A Survey of Methods for Collective Communication Optimization and Tuning

Udayanga Wickramasinghe,Andrew Lumsdaine
DOI: https://doi.org/10.48550/arXiv.1611.06334
2016-11-19
Abstract:New developments in HPC technology in terms of increasing computing power on multi/many core processors, high-bandwidth memory/IO subsystems and communication interconnects, pose a direct impact on software and runtime system development.

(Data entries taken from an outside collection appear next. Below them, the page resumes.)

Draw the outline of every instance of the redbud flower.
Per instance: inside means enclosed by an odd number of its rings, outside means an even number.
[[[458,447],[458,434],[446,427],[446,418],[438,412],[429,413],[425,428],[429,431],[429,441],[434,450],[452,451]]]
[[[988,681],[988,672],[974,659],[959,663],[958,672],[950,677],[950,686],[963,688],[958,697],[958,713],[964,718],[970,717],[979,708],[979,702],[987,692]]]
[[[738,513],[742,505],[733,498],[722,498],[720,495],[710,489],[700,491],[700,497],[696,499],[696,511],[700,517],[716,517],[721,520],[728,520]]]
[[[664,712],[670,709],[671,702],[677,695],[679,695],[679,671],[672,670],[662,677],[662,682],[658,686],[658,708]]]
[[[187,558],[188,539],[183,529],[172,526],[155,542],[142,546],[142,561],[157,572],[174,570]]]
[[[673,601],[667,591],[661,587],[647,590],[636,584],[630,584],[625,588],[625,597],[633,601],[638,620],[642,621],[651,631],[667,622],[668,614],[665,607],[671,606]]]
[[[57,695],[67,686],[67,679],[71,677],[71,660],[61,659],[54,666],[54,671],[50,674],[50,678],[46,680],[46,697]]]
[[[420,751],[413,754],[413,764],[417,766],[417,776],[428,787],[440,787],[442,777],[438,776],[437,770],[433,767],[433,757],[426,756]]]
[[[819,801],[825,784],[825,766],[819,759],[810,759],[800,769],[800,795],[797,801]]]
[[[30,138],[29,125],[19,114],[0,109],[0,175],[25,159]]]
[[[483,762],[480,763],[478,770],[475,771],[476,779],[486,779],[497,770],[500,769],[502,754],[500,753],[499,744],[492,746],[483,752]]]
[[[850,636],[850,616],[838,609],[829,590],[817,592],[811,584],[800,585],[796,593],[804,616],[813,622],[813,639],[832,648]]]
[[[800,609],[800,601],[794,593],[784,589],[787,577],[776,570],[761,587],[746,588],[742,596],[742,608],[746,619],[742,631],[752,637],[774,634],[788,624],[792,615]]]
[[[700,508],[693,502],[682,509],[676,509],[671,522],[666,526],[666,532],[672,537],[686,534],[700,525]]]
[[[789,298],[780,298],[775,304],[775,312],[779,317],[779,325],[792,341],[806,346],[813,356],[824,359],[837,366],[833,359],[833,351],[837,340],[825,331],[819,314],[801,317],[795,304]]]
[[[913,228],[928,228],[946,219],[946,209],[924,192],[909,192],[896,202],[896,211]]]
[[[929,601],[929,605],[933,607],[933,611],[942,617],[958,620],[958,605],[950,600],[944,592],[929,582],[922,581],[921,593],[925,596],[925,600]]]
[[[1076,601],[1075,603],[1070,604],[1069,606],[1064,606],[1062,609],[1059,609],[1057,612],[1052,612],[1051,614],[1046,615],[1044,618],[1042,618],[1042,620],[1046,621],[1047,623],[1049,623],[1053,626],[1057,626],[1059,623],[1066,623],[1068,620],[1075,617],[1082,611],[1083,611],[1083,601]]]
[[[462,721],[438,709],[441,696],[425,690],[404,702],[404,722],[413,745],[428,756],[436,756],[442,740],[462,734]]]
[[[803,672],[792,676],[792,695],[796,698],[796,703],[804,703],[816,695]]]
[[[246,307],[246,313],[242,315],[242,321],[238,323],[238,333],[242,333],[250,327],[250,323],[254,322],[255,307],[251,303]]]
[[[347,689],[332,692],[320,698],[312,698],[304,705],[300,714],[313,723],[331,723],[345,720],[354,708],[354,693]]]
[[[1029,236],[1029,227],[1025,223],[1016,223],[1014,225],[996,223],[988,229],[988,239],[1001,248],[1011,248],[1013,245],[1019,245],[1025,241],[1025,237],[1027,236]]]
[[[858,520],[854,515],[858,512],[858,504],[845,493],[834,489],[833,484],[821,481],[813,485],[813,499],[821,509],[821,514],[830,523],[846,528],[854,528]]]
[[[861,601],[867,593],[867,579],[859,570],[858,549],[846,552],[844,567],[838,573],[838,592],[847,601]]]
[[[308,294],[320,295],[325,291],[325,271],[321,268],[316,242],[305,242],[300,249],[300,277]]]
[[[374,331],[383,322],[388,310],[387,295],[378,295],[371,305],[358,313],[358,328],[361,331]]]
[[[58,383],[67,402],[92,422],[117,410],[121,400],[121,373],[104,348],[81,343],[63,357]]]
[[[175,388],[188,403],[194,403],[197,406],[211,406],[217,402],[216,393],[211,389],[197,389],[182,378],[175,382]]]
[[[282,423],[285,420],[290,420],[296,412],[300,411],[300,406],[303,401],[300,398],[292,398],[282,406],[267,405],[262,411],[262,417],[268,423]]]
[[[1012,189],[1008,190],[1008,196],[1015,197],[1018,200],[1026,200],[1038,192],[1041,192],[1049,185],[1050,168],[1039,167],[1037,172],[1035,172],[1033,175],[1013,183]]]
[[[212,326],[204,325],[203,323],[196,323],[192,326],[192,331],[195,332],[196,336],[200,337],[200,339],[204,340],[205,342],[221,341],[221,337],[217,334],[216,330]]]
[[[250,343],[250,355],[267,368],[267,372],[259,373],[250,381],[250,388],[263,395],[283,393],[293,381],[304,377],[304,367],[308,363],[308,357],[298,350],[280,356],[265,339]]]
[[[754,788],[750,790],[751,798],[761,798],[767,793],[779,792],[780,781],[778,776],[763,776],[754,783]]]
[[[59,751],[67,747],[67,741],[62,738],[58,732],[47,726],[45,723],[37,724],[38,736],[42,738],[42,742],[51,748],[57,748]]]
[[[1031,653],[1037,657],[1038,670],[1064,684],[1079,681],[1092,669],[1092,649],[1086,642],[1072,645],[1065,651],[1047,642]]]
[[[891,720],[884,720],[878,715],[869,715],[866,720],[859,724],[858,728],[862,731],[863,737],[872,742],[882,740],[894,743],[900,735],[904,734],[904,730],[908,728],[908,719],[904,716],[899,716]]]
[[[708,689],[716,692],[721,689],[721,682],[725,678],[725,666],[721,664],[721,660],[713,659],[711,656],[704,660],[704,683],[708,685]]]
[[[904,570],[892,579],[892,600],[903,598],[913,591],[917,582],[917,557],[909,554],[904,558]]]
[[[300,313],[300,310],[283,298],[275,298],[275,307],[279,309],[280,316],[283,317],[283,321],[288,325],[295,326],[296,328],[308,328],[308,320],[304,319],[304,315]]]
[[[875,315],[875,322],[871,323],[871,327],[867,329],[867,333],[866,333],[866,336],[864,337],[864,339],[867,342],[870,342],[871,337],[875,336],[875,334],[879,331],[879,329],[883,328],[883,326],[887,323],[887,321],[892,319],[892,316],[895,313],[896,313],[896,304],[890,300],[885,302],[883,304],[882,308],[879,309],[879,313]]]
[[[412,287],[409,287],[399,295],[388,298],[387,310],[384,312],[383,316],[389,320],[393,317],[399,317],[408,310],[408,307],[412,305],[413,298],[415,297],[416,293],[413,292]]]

These advancements have become useful in producing high-performance collective communication interfaces that integrate efficiently on a wide variety of platforms and environments. However, number of optimization options that shows up with each new technology or software framework has resulted in a \emph{combinatorial explosion} in feature space for tuning collective parameters such that finding the optimal set has become a nearly impossible task. Applicability of algorithmic choices available for optimizing collective communication depends largely on the scalability requirement for a particular usecase. This problem can be further exasperated by any requirement to run collective problems at very large scales such as in the case of exascale computing, at which impractical tuning by brute force may require many months of resources. Therefore application of statistical, data mining and artificial Intelligence or more general hybrid learning models seems essential in many collectives parameter optimization problems. We hope to explore current and the cutting edge of collective communication optimization and tuning methods and culminate with possible future directions towards this problem.
Distributed, Parallel, and Cluster Computing
What problem does this paper attempt to address?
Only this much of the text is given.